The psychological treatment of choice for OCD, in both adults and children and backed by numerous clinical trials, is cognitive-behavioural therapy (CBT), particularly exposure with response prevention. It is superior to medications alone. While there is a lower relapse rate than in medications (12% vs 24%- 89%), it is important to note that up to 25% of patients will drop out prior to completion of treatment due to the nature of treatment.
The course of therapy generally lasts between 12-16 sessions, beginning with a thorough assessment of the triggers of the obsession, the resultant compulsions, and ratings of the distress caused by both the obsession and if they are prevented from performing the compulsion. A series of exposures are then carefully planned through collaboration between the therapist and client and implemented both in session and as homework between sessions.
If you are planning to make a visit to a therapist soon and you are not sure if the therapist is the right person to see or has been adequately trained to help OCD patients, here are a few questions you might ask and objectively weight the honesty in the answers provide:
• Are you trained to use cognitive behaviour therapy to treat OCD?
• Where did you obtain your training?
• How many clients with OCD have you successfully treated?
• Are you ever willing to leave the office for treatment sessions?
• Will you conduct therapy sessions by telephone or online if necessary?
• Are you licensed to practice in this state?

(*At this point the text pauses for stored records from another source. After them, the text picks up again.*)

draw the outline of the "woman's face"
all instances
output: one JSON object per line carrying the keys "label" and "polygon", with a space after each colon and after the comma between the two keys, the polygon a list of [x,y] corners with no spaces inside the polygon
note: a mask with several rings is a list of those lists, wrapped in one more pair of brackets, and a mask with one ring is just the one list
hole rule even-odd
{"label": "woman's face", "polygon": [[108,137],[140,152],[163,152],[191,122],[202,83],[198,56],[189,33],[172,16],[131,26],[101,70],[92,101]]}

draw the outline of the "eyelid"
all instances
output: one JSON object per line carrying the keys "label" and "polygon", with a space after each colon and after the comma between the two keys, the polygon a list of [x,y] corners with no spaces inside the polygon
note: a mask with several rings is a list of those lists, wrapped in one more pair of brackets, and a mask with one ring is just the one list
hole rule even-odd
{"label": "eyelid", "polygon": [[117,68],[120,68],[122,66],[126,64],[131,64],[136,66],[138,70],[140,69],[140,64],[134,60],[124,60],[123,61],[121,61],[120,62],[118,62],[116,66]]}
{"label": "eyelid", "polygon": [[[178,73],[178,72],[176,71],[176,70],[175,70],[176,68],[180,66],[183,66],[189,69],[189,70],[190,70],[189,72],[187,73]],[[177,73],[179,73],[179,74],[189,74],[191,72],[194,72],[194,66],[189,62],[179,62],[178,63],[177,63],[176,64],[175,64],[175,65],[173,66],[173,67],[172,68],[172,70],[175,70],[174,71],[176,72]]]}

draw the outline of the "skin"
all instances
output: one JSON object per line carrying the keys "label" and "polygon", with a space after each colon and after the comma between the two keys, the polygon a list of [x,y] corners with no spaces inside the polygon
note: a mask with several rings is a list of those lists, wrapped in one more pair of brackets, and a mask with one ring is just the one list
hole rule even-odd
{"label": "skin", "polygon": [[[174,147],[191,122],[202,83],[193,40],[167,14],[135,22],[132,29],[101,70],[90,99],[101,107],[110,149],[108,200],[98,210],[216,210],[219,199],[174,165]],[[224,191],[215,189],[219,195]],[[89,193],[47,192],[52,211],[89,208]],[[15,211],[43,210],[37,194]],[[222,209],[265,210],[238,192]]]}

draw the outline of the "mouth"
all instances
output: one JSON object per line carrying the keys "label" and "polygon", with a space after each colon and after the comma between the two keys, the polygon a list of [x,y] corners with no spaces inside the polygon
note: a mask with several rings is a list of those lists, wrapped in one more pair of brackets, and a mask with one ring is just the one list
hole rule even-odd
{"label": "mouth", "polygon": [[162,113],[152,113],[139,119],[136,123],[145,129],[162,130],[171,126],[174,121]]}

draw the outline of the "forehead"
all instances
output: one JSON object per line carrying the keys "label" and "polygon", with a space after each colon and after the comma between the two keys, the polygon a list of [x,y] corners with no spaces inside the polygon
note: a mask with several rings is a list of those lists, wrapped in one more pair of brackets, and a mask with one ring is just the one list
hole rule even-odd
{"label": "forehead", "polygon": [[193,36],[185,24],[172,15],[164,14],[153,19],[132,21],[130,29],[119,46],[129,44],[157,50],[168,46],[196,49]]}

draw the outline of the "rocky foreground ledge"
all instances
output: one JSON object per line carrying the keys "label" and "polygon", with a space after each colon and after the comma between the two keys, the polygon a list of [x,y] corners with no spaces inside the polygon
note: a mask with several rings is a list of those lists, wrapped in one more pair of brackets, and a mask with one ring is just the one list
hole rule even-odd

• What techniques do you use to treat this specific form of OCD? (You want them to mention CBT involving Exposure and Response Prevention, or ERP). Here is a big check for you, Avoid a treatment provider who:
• Claims that the main technique for managing OCD is relaxation or talk therapy or play therapy for children;
• Believes that OCD is caused by childhood trauma, toilet training, self- esteem issues or family dynamics;
• Blames parents or one’s upbringing for OCD;
• Seems guarded or angry at questions about treatment techniques; or Claims that medication alone is the most appropriate treatment
Obsessive Compulsive Disorder OCD cannot be prevented. There are no scientifically proven methods to prevent OCD. Therefore, family and friends, especially parents should desist from any kind of practice that is aimed at preventing Obsessive Compulsive Disorder OCD, it might cause more harm than good. However, early diagnosis and treatment can help reduce the time a person spends suffering from the condition.
Must people who suffer from Obsessive Compulsive Disorder OCD, do so in silence. They do not realise this is a medical situation and needs a medical attention to fix it. Often, the relative of persons suffering from OCD are too shy to help seek for medical attention in the early stages of the disorder. This act is responsible for the continued growth of the number of cases registered in the hospital for persons living with OCD. OCD is curable when friends and family show their support for the patient.
It is often easier to cope with when there is a support group to provide succour and help the patient understand what lies ahead. We believe that with the help of charities like ours, we will be able to offer the support needed to eradicate the scourge of Obsessive Compulsive Disorder OCD.
A safer and healthier society is the responsibility of all, together we will rid our society of threatening ailment and disorder. One of such is Obsessive Compulsive Disorder OCD.